If apricots aren't available you can try my recipe for Apple Galette with Hazelnut Frangipane or Blackberry Galette.
Recipe Ingredients
This recipe has three parts:
- All Butter Pie Dough. This is my basic all-butter pie dough that I use for most of my recipes. You can make the pie dough in advance and refrigerate for 2 days of freeze it for up to 2 months. The most important thing for making pie dough is to that you have cold butter and ice water.
- Fresh Apricots. Use apricots that are still firm, so they keep their shape when making while baking. The sweetness of the fruit can vary so taste it before and after adding the sugar and adjust the sugar to your taste.
- Almond Cream Filling. The almond cream filling is easy to make and the recipe is easy to remember. The base recipe consists of equal amounts of almond flour, sugar and egg. A little flour is added to help it set when it's baked.
How to Make the Pie Dough
The pie dough consists of the following ingredients:
- All-Purpose Flour
- Unsalted Butter
- Granulated Sugar
- Kosher Salt
- Ice-Cold Water
Here are my tips for making good pie dough no matter what recipe you use.
- Use cold ingredients. Your butter and water should be cold when they mixed into the dry ingredients. My mother sometimes chilled the flour. I haven't tried that technique yet, but it worked for her. I keep a jar that holds 2 cups of water in the refrigerator at all times so I know that I will have ice cold water whenever I need it.
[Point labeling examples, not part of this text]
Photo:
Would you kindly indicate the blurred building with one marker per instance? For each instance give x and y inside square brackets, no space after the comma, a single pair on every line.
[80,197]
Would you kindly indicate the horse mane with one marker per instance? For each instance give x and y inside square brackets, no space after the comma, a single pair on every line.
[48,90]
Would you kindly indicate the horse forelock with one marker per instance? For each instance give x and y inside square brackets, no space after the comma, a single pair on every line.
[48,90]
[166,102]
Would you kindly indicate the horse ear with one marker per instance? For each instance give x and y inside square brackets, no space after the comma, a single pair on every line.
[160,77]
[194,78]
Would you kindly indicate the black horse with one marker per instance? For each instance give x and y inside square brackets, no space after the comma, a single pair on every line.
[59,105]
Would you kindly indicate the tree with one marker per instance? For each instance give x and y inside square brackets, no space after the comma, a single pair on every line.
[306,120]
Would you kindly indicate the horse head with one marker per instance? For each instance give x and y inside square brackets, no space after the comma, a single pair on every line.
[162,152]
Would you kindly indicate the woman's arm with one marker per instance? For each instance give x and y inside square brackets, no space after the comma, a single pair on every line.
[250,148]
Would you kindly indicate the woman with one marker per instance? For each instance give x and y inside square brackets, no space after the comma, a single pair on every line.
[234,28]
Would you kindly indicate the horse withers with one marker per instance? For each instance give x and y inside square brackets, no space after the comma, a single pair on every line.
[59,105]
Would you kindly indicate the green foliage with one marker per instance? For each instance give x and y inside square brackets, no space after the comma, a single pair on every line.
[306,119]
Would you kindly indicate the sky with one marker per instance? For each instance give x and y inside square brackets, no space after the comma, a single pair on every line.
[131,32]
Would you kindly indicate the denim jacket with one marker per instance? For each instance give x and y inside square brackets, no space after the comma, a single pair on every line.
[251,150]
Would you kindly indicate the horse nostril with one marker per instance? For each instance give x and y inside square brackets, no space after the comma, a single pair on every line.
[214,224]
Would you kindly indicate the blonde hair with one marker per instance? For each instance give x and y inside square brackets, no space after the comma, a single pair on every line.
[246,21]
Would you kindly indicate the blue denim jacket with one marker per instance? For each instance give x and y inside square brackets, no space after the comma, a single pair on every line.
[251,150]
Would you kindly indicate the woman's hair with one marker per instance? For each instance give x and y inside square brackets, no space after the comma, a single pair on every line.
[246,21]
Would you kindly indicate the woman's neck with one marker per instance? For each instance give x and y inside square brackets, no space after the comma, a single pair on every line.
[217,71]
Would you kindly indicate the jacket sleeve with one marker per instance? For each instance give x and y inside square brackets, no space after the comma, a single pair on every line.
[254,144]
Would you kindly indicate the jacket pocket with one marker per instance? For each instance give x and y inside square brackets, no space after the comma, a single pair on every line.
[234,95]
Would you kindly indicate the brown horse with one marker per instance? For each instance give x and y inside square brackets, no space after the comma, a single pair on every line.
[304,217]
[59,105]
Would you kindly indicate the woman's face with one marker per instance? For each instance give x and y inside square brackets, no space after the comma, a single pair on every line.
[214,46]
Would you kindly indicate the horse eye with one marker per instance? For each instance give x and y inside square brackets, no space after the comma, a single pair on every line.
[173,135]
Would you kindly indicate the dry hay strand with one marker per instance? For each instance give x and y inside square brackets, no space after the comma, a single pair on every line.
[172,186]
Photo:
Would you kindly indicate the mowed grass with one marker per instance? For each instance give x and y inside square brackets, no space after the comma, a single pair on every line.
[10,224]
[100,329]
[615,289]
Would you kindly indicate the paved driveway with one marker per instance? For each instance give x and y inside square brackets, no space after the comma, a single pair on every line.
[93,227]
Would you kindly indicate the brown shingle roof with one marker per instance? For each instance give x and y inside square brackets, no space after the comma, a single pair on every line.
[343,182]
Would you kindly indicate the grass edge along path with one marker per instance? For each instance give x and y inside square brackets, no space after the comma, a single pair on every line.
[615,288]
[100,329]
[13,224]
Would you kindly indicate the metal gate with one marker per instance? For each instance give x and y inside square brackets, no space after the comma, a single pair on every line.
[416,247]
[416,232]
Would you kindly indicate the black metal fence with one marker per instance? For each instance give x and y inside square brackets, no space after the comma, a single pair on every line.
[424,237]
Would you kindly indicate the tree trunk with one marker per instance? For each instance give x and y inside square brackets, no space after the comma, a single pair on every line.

- Don't overwork the dough. Working the dough too much will activate the gluten in the flour and create a dough that is harder to roll our and a finished pie crust that is chewy. Once the water is added only work it enough with a wooden spoon or silicone spatula to work it into the other ingredients and then shape it into a circle or square for your recipe.
- Keep the dough cool. After chilling the dough, let it sit on the counter for 5-10 minutes to make it easier to roll out. Quickly roll out the dough and fit it into whatever baking pan or pie plate that you are using. Then chill the dough again after shaping it.
How to Make the Galette Filling
This galette consists of an almond cream and apricot filling. The almond and apricots are a great flavor combination. Here are the main ingredients:
Apricot Filling Ingredients
- Fresh Apricots
- Granulated Sugar
- All-Purpose Flour
- Ground Cinnamon
- Ground Nutmeg
To these main ingredients you're adding ground cinnamon and ground nutmeg. Feel free to adjust the amounts of ground spices to your taste or try a different combination of spices, such as cardamom or allspice.
Almond Cream Ingredients
- Bob's Red Mill Almond Flour
- Granulated Sugar
- Unsalted Butter
- Whole Egg
- All-Purpose Flour
- Kosher Salt
How to Make the Almond Cream Filling
The almond cream filling is a good basic recipe to know for all your baking because it goes will with so many different fruits and any time you want to add a tasty element to your bakes almond cream is perfect and easy.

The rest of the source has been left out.